HIV Cure: ‘Breakthrough’ Treatment Overhyped, Lack Of Evidence Triggers Skeptics

The search for a cure for HIV and AIDS is ongoing. While the disease is still said to be incurable, medical practitioners and researchers are hopeful that a cure might be in sight. Recently, a breakthrough is said to have been made in the search for an HIV cure, though skeptics are now saying that there is need for more evidence on the alleged treatment.

According to Popular Science, knowing if a person is cured of HIV can be difficult as it involves testing different tissues. Testing also involves many years of repeating the same tests. This might involve not just one, but a number of tests as well. It would make for a costly procedure merely by testing, and that doesn't include the other medical costs as well such as treatments and medicine.

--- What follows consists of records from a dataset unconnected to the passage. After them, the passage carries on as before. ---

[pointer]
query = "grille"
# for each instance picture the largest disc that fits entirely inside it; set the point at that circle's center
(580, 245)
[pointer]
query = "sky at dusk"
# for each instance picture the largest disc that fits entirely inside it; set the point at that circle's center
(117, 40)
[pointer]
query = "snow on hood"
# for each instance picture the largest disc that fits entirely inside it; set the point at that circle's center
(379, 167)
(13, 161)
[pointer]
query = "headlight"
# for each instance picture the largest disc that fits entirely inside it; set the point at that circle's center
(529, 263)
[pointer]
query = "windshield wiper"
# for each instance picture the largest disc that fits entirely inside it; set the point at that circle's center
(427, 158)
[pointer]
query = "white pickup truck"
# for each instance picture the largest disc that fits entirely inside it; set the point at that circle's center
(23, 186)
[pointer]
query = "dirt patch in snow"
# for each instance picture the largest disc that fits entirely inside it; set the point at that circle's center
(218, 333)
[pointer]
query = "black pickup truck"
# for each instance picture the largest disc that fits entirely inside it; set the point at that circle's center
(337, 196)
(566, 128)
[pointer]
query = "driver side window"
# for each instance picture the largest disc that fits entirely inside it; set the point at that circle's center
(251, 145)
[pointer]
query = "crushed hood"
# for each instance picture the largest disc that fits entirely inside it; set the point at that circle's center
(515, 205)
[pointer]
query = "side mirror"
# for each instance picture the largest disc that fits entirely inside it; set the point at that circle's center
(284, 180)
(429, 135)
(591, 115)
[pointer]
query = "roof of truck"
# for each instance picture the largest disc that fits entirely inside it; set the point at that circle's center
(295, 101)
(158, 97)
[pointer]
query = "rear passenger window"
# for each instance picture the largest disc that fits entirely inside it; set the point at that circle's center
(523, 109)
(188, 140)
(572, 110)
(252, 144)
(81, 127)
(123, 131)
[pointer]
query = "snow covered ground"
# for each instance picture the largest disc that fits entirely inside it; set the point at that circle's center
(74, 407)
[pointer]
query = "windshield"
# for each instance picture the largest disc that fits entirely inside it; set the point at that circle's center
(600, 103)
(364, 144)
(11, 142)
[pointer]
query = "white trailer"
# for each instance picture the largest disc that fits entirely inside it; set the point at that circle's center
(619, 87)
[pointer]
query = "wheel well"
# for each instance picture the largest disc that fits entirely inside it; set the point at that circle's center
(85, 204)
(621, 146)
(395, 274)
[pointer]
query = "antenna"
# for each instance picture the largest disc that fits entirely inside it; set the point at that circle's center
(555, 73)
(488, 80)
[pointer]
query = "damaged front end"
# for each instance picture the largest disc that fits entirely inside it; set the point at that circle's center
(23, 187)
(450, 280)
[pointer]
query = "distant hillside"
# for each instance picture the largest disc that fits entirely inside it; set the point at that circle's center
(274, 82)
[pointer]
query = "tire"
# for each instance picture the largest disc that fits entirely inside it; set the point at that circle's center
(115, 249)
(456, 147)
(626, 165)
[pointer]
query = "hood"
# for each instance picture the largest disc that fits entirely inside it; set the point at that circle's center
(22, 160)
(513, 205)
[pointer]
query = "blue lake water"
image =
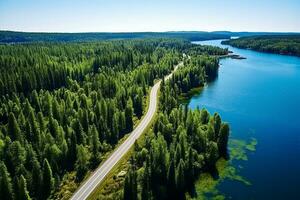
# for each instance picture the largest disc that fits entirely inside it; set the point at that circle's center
(259, 97)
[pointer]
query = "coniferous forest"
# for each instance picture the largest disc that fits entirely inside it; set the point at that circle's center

Some of the HIV tests performed evaluated the amount of viral RNA that could be found in the blood. Normal blood tests though could not find all of the HIV virus, and some HIV virus could remain hidden deep inside CD4 T cells. That has been discovered in 1995.

One treatment used for HIV is what has been called the shock and kill approach. This would mean boosting a patient's immune system as soon as HIV has been detected. This is said to be the approach utilized in the U.K. where the reported breakthrough treatment has been made.

The method done in the U.K. featured an aggressive shock and kill approach for 50 HIV patients over a period of nine months. The issue over it is that only one patient has so far been said to be cured and that full results are not expected to come out until 2018.

"I'm surprised that they would announce this in the press when they only have one patient and are not expecting all the results to come in until 2018," Stephen Morse, Epidemiologist and director of the Center for Public Health Preparedness at Columbia University said.

As reported by WESH News, the patient said to be cured of HIV is a 44-year-old man. Tests are said to have shown that HIV can't be found in his blood. The treatment given has been made by a collaboration of researchers from five leading universities in the U.K. Scientists say that the result has to be replicated in future studies before being deemed successful. The U.K. research is said to continue for another five years.